Intangible resources are a superior source of capabilities and subsequently, core competencies.
In fact, in the global economy, a firm’s intellectual capital often plays a more critical role in
corporate success than do physical assets. Because of this, being able to effectively manage
intellectual capital is an increasingly important skill for today’s leaders to develop. Intangible
resources are less visible and more difficult for competitors to understand, purchase, imitate, or
substitute for firms prefer to rely on them rather than on tangible resources as the foundation
for their capabilities.
15. What are the four criteria used to determine which of a firm’s capabilities are core
competencies? Why is it important for firms to use these criteria in developing capabilities?

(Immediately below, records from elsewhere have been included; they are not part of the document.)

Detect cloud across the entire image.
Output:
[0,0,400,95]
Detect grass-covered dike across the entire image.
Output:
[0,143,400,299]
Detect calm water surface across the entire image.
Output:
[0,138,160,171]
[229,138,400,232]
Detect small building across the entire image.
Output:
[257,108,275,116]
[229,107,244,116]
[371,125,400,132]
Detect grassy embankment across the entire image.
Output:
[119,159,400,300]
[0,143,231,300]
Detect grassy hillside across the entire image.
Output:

Valuable capabilities allow the firm to exploit opportunities or neutralize threats in its external
environment. Rare capabilities are capabilities that few, if any, competitors possess. A key
question to be answered when evaluating this criterion is “how many rival firms possess these
valuable capabilities?” Capabilities possessed by many rivals are unlikely to become core
competencies for any of the involved firms. Costly-to-imitate capabilities are capabilities that
other firms cannot easily develop. Capabilities that are costly to imitate are created because of
one reason or a combination of three reasons. Nonsubstitutable capabilities are capabilities that
do not have strategic equivalents. This final criterion “is that there must be no strategically
equivalent valuable resources that are themselves either not rare or imitable.
17. What does the firm gain when it successfully uses this tool?
It creates value through support functions.
18. What is outsourcing? Why do firms outsource? Will outsourcing’s importance grow as we
progress in the twenty-first century? If so, why?
19. How do firms identify internal strengths and weaknesses? Why is it vital that managers have
a clear understanding of their firm’s strengths and weaknesses?
Firms identify their strengths and weaknesses as reflected by their resources, capabilities, and
core competencies. If a firm has weak capabilities or does not have core competencies in areas
required to achieve a competitive advantage, it must acquire those resources and build the
needed capabilities and competencies.